Without 1.4.3-5~14.04.3, I see:

[72761.740827] powercap intel-rapl:0: package locked by BIOS, monitoring only
[73066.277771] powercap intel-rapl:0: package locked by BIOS, monitoring only
[73070.281923] powercap intel-rapl:0: package locked by BIOS, monitoring only
[73074.285950] powercap intel-rapl:0: package locked by BIOS, monitoring only
[73078.290045] powercap intel-rapl:0: package locked by BIOS, monitoring only
[73082.294180] powercap intel-rapl:0: package locked by BIOS, monitoring only
[73086.278074] powercap intel-rapl:0: package locked by BIOS, monitoring only
[73090.282163] powercap intel-rapl:0: package locked by BIOS, monitoring only
[73090.302293] powercap intel-rapl:0: package locked by BIOS, monitoring only
[73098.310360] powercap intel-rapl:0: package locked by BIOS, monitoring only

That is, every 4-8 seconds and update.

I then installed thermald from -proposed, (1.4.3-5~14.04.3) and it restarted, and one only gets the initial message once and after that it does not occur. This is the expected behaviour, so on my 3 machines it's working fine.

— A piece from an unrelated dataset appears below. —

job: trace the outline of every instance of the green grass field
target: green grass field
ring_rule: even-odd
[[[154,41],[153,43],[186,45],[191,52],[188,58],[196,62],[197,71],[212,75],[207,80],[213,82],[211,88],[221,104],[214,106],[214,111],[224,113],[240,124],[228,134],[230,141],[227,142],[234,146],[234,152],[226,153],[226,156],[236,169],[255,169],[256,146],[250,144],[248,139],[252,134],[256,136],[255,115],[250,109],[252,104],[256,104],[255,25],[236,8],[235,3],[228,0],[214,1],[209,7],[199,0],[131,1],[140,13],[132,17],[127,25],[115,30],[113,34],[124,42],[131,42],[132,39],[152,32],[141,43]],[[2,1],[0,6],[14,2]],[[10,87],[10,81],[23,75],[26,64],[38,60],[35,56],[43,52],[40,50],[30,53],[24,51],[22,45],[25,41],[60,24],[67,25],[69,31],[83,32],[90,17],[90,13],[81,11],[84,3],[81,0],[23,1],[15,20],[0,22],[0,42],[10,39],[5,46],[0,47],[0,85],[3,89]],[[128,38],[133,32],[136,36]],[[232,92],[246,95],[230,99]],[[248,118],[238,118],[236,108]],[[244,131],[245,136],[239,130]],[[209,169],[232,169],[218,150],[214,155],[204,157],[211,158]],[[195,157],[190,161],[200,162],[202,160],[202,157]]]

I also verified this by running it not as a service but in non-daemon mode:

sudo dmesg -c
sudo thermald --no-daemon --loglevel=info

then I loaded the machine with stress-ng --cpu 0 and waiting for it to heat up a while. The kernel logs the following messages:

[73484.272942] powercap intel-rapl:0: package locked by BIOS, monitoring only
[73516.305392] intel_powerclamp: Start idle injection to reduce power
[73520.325616] intel_powerclamp: Stop forced idle injection
[73524.449552] intel_powerclamp: Start idle injection to reduce power
[73528.465760] intel_powerclamp: Stop forced idle injection
[73532.590030] intel_powerclamp: Start idle injection to reduce power

And the thermald is logging:

sysfs write failed constraint_0_power_limit_uw
Set : threshold:87000, temperature:89000, cdev:6(rapl_controller), curr_state:26250000, max_state:26250000
Set : threshold:87000, temperature:92000, cdev:7(intel_pstate), curr_state:1, max_state:10
cdev index:7 consecutive call, increment exponentially state 3
turbo disabled
Set : threshold:87000, temperature:87000, cdev:7(intel_pstate), curr_state:3, max_state:10
turbo enabled
Set : threshold:87000, temperature:86000, cdev:7(intel_pstate), curr_state:2, max_state:10
turbo disabled
Set : threshold:87000, temperature:89000, cdev:7(intel_pstate), curr_state:3, max_state:10
cdev index:7 consecutive call, increment exponentially state 5
Set : threshold:87000, temperature:89000, cdev:7(intel_pstate), curr_state:5, max_state:10
cdev index:7 consecutive call, increment exponentially state 7
Set : threshold:87000, temperature:93000, cdev:7(intel_pstate), curr_state:7, max_state:10
update_pid 1461351021 1461351021 500 250 92250
Read set point 93500
cdev index:7 consecutive call, increment exponentially state 11
Set : threshold:87000, temperature:92000, cdev:7(intel_pstate), curr_state:10, max_state:10
Set : threshold:87000, temperature:92000, cdev:5(intel_powerclamp), curr_state:5, max_state:50
Set : threshold:87000, temperature:85000, cdev:5(intel_powerclamp), curr_state:0, max_state:50
Set : threshold:87000, temperature:90000, cdev:5(intel_powerclamp), curr_state:5, max_state:50
Set : threshold:87000, temperature:82000, cdev:5(intel_powerclamp), curr_state:0, max_state:50
Set : threshold:87000, temperature:89000, cdev:5(intel_powerclamp), curr_state:5, max_state:50
cdev index:5 consecutive call, increment exponentially state 15
Set : threshold:87000, temperature:89000, cdev:5(intel_powerclamp), curr_state:15, max_state:50
Set : threshold:87000, temperature:81000, cdev:5(intel_powerclamp), curr_state:10, max_state:50
Set : threshold:87000, temperature:83000, cdev:5(intel_powerclamp), curr_state:5, max_state:50
Set : threshold:87000, temperature:89000, cdev:5(intel_powerclamp), curr_state:10, max_state:50
Set : threshold:87000, temperature:86000, cdev:5(intel_powerclamp), curr_state:5, max_state:50
Set : threshold:87000, temperature:86000, cdev:5(intel_powerclamp), curr_state:0, max_state:50

So one can see that thermald is detecting a rapl write failure "sysfs write failed constraint_0_power_limit_uw" and the rapl controller is no longer used (as the code is expected to do).

So from my exhaustive testing I believe the code is correct.